In una parola, l’esigenza di essere in autentico rapporto gli uni con gli altri.
A un essere umano siffatto, e a una comunità di individui che si trovasse in simili condizioni, non si avrebbe alcun bisogno di insegnare il rifiuto della violenza, perché mai l’avrebbe conosciuta. Solo in tali condizioni la non-violenza si spoglierebbe dell’astrattezza della sua definizione negativa, e diventerebbe un “contenuto” assoluto. Un colore con identità propria, e non un “non-altro-colore”. Un’identità primordiale (tanto nella vita dell’individuo quanto nell’evoluzione dei modelli sociali e culturali delle aggregazioni di individui) sana, e non soltanto un riduttivo, opportunistico e utilitaristico ricorso alla proibizione della violenza. Un essere, e non un “non-essere-altro”. Un atto creativo "autosufficiente" alla propria esistenza.
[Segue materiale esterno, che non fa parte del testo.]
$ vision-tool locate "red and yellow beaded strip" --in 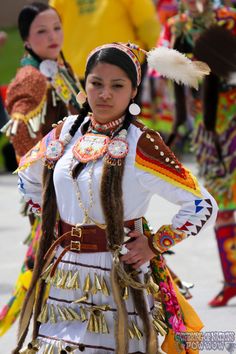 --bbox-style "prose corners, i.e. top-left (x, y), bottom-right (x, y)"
top-left (135, 131), bottom-right (202, 198)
Questo è a nostro parere il senso più profondo della parola “utopia” che la fantascienza goffamente tenta di esprimere. Se dentro l’assetto libertario tipico della società ideale non c’è un’identità fondante, un pensiero che non sia solo rifiuto astratto di ciò che non è valido, l’utopia è destinata a rimanere tale. Non a caso, la parola stessa, “utopia”, sembra infatti nata nel segno di una condanna all’immutabilità, all’impossibilità di trasformazione dell’esistente. Il non luogo per antonomasia.
L’Occhio dell’Airone non si sottrae al dramma di questo stallo, e la vicenda narrata non può che risolversi con la fuga di alcuni esuli non violenti che il lettore immagina riusciranno nell’impresa di fondare una nuova colonia sulle coste del Nord. Una scelta estrema, drammatica, ma anche la più sana e coerente, che ai ribelli restituisce una dignità attesa sin dal principio.
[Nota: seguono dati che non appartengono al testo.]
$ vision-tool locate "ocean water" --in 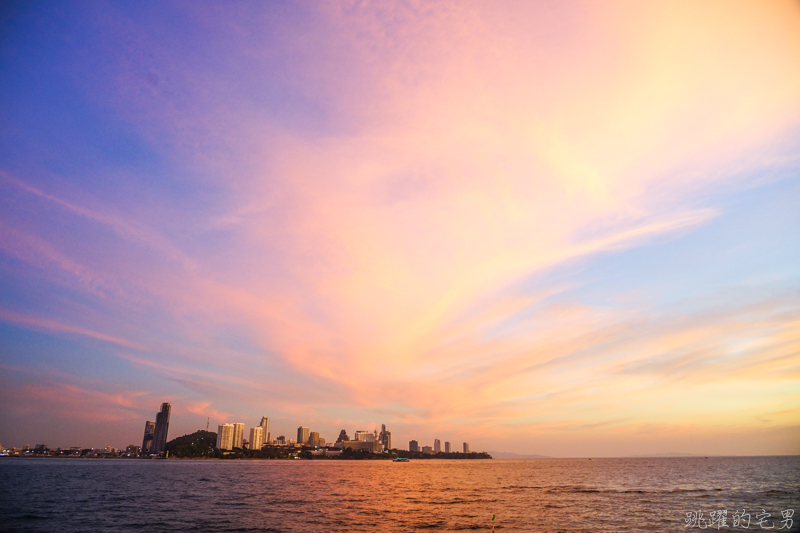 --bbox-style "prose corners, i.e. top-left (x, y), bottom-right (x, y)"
top-left (0, 456), bottom-right (798, 532)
Il volumetto edito da Eleuthera (che alla luce dei numerosi refusi avrebbe certamente tratto beneficio da una maggior cura editoriale) contiene inoltre, forse non a caso, il racconto “Il giorno prima della rivoluzione”, ovvero la storia della vecchiaia di Odo, l’eroina ribelle che nel romanzo “I reietti dell’altro pianeta” è celebrata come la teorica della rivoluzione di Anarres, il mondo dell’utopia anarchica ed equalitaria. Un racconto dai toni freddi, triste e avvilente, nel quale sembra che UKL avesse già ben compreso sin dal 1977 (anno in cui fu scritto) che la “rivoluzione” (il 1968, fuor di metafora) era miseramente fallita. Che non basta proclamare la libertà, la mancanza di regole coercitive, per saperla vivere con dignità di esseri umani. Non basta essere non violenti per essere umani.
E non basta cambiare i comportamenti per creare “l’uomo nuovo”.
La storia ce lo ha insegnato, la fantascienza ce lo rammenta.